Dakwaan juga menyebutkan peran Sam dalam merekayasa peserta lelang bernama Sofian Lesmanto. ”Ternyata, penawar atas nama Ir Sofyan Lesmono (jaksa salah menulis nama dalam dakwaan, seharusnya Sofian Lesmanto, Red) hanya dimintai tanda tangan,” jelas Trimo.

Sebagaimana diberitakan sebelumnya, Sofian adalah salah seorang peserta lelang abal-abal yang dibikin WW dan Sam. Lelang palsu itu dibuat untuk melengkapi dokumen pelepasan lahan di Kediri dan Tulungagung agar terlihat sesuai prosedur. Padahal, Sam dan WW telah menyepakati harga lahan.

Nah, Sofian termasuk peserta yang mengajukan penawaran ke panitia lelang PWU Jatim. Hanya, kepada penyidik, Sofian mengaku tidak pernah merasa membuat surat penawaran tersebut. Dia hanya dimintai tolong Sam yang merupakan teman kuliah S-2 untuk ikut mengajukan surat penawaran dalam lelang PWU. Tujuannya hanya menjadi penawaran pendamping. Proses merekayasa lelang itu dibahas khusus di kantor Sam di Jalan Diponegoro, Surabaya.
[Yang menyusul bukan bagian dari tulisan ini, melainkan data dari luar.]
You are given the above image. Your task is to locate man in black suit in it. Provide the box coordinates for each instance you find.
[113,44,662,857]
Dalam penyidikan, Sofian membenarkan bahwa pada dokumen penawaran lelang ada tanda tangannya. Meski begitu, dia tidak tahu banyak tentang surat penawaran tersebut lantaran hanya diminta tanda tangan oleh Sam. Menurut dia, surat itu diketik staf Sam di kantornya. Setelah itu surat tersebut diberikan kepada Sofian untuk ditandatangani.

Meski namanya dicatut Sam dalam penawaran lelang, Sofian tidak tahu-menahu di mana lokasi objek lahan yang dijual PWU. Dia juga tidak pernah merasa menyerahkan dokumen penawaran ke PWU.
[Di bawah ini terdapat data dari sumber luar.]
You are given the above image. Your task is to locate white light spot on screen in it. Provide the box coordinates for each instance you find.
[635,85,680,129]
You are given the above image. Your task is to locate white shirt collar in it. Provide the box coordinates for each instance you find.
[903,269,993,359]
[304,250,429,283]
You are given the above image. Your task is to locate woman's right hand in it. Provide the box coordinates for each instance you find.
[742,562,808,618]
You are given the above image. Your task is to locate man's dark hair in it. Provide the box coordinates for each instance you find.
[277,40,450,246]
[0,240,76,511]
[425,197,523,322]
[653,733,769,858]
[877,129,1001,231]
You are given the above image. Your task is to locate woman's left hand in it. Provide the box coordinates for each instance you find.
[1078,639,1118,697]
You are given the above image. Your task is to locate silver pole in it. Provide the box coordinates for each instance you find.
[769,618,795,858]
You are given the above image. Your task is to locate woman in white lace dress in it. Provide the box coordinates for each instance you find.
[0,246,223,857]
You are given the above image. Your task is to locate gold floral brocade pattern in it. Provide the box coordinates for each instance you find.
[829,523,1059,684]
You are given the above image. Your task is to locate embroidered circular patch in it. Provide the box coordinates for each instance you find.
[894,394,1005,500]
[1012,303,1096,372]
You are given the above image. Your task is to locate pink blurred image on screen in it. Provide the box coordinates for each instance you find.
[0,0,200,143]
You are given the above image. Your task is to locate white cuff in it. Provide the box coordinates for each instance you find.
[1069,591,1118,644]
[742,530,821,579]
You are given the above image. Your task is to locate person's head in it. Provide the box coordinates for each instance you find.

Dakwaan jaksa yang melindungi dan tidak menyebutkan nama Sam Santoso sebagai pihak yang bersama-sama atau turut serta melakukan korupsi dengan terdakwa layak dipertanyakan. Sebagai perbandingan, misalnya, dakwaan kasus korupsi pengadaan mobil listrik dengan terdakwa Dasep Ahmadi.

Dalam dakwaan Dasep, nama Dahlan tiba-tiba disebut bersama-sama melakukan korupsi. Padahal, peran Dahlan tidak jelas. Pengadilan tipikor juga telah memutus terlalu prematur menyebut Dahlan terlibat dalam perkara Dasep.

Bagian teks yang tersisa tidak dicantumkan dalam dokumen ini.